Szabo argued that if the loop couldn’t be performed in the original code then it wasn’t Turing complete. Wright countered that the only way of writing such a code would be on the “machine” itself—suggesting that attempting to do so, as Ethereum has, would render the system dysfunctional and unscalable.

“This would be a good topic for you to write a paper on, because that’s uncertainly an unconventional view that you have,” Szabo replied.

Dr. Wright did indeed publish such papers later (here and here), although the argument still rages in both computer science and general debates today.

Esoteric concept but important to understand

Szabo was correct that the topic is esoteric, at least in that it concerns computer science concepts that outsiders might struggle to understand. However it has become a one-liner argument that dismisses Bitcoin in favor of blockchains like Ethereum, which were designed specifically (at least in theory) to perform any kind of computation on-chain.

The problem is that Ethereum has long struggled to scale to the levels it would require to perform those tasks. Attempted solutions to those problems have seen Ethereum stumble with propositions like drastic protocol and economic incentive shifts, such as moving from proof-of-work to proof-of-stake mining.

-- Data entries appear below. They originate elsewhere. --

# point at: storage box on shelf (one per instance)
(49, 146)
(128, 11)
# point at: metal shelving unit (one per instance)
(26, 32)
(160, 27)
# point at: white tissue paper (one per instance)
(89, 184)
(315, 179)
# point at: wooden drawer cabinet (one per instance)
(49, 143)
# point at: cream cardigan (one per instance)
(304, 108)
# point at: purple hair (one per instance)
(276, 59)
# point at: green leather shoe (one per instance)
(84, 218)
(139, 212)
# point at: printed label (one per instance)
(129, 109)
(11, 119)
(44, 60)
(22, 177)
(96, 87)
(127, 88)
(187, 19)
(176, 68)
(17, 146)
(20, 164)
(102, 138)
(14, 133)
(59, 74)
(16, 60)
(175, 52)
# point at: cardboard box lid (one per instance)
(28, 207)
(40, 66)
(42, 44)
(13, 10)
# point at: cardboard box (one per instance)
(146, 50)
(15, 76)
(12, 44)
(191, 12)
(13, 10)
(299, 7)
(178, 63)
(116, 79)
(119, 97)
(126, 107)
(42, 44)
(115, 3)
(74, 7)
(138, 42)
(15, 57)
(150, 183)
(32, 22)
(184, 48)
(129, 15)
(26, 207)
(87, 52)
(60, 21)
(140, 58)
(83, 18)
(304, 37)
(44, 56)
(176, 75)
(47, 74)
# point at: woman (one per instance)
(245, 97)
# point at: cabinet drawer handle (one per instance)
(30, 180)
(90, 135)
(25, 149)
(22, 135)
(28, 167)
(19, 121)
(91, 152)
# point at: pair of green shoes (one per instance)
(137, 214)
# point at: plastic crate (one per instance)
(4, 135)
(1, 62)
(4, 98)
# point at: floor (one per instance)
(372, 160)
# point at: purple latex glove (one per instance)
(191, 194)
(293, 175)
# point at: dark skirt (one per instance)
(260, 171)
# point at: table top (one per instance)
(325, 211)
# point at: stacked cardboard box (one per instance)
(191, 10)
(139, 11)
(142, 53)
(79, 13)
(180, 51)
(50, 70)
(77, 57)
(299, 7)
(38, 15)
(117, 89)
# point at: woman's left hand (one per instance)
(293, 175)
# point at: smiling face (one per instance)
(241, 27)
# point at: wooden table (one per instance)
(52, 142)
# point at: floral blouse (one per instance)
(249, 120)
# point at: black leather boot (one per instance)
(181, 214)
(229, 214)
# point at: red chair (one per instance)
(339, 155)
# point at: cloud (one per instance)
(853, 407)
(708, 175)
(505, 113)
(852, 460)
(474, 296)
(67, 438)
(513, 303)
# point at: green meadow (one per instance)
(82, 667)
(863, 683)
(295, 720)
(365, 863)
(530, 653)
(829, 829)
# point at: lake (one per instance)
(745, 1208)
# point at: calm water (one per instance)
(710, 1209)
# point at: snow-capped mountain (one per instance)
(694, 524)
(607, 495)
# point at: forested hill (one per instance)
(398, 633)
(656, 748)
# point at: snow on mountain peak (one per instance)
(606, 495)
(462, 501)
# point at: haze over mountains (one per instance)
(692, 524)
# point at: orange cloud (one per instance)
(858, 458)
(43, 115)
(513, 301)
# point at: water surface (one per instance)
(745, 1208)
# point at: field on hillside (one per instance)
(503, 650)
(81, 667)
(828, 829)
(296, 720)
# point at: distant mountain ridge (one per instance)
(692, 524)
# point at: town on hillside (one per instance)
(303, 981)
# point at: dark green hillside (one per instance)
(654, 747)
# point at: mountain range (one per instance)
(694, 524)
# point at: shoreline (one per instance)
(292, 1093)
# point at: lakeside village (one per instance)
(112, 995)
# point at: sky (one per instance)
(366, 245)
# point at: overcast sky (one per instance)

Bitcoin, on the other hand, can process any contract at any scale, and has protocol designed to be “set in stone,” unchanging to prevent disruption to the processors’ incentives that secure the network, and ensure that any transaction broadcast today (and in the past 10 years) will still be valid far into the future.

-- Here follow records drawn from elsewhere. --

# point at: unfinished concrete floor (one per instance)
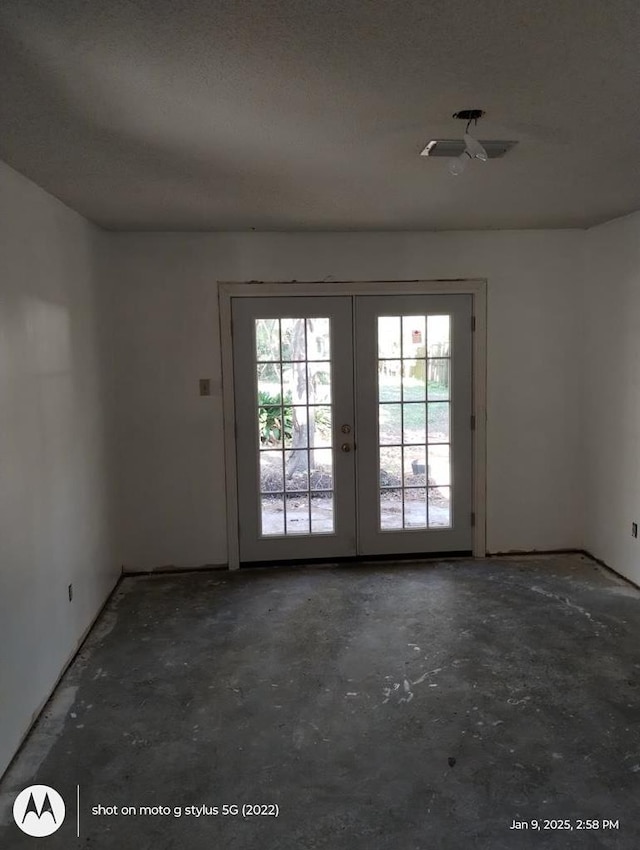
(410, 707)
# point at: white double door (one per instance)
(353, 425)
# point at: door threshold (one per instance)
(360, 560)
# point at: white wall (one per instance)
(611, 456)
(171, 488)
(54, 473)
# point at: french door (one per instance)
(353, 425)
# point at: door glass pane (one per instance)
(439, 465)
(414, 420)
(295, 426)
(391, 509)
(438, 379)
(322, 512)
(439, 507)
(415, 507)
(414, 356)
(297, 519)
(390, 380)
(272, 514)
(318, 340)
(390, 423)
(439, 424)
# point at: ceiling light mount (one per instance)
(468, 114)
(472, 147)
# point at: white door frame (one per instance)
(476, 287)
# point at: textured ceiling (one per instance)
(293, 115)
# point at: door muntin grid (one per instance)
(414, 422)
(294, 426)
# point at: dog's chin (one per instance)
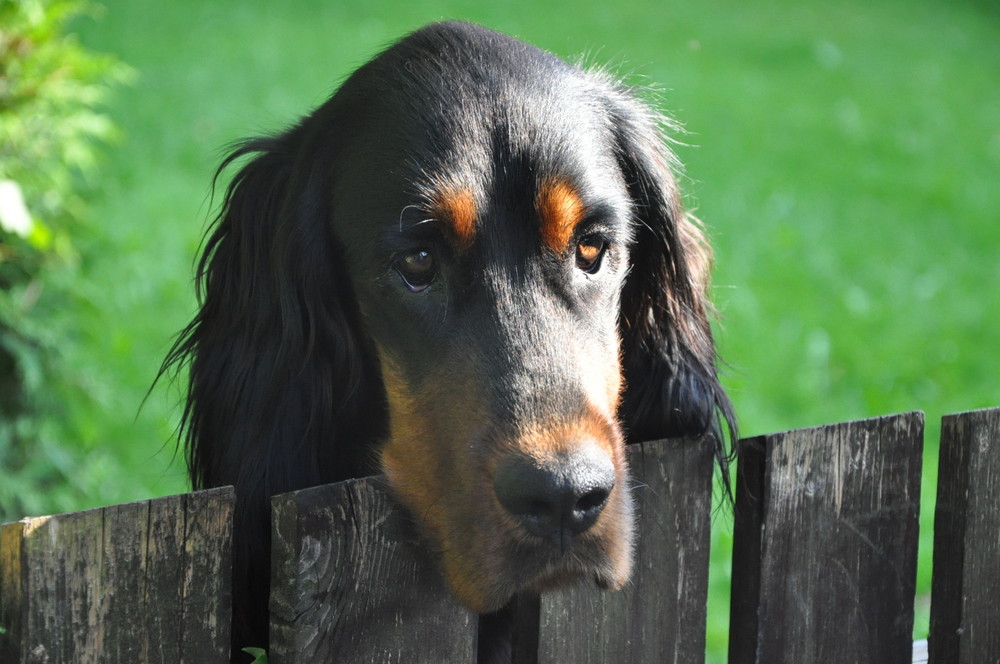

All these points are important to enterprise, governments, and developers looking to run large-scale and complex applications. The Turing completeness debate may be esoteric, but at the same time it can’t and shouldn’t be used as an argument against Bitcoin. So understanding it, at least on a basic level, is important for decision-makers.

Where altcoins and “competitor” blockchains have been unable to match BSV technically, they often substitute with simplistic arguments that dismiss BSV’s technology, or “play the man, not the ball” in the form of character assassinations on Dr. Wright.

Such arguments are easy to make on short-form, short-attention-span fora like Twitter and other social media. The real debate goes on in research papers, which most don’t read or don’t have the training to understand.

By publishing code to the Game of Life in Bitcoin Script, sCrypt has demonstrated a simple yet technically sound rebuttal to the “Is Bitcoin Turing Complete?” question, and proved a point Dr. Wright was making years before anyone else even considered it.

No doubt the social media-style arguments against Bitcoin BSV and its developers will continue, but it’s important to be able to prove they’re wrong, wherever they may appear. And it looks like Nick Szabo and others owe Dr. Wright an apology and should publicly acknowledge he was actually correct. We won’t hold our breath waiting.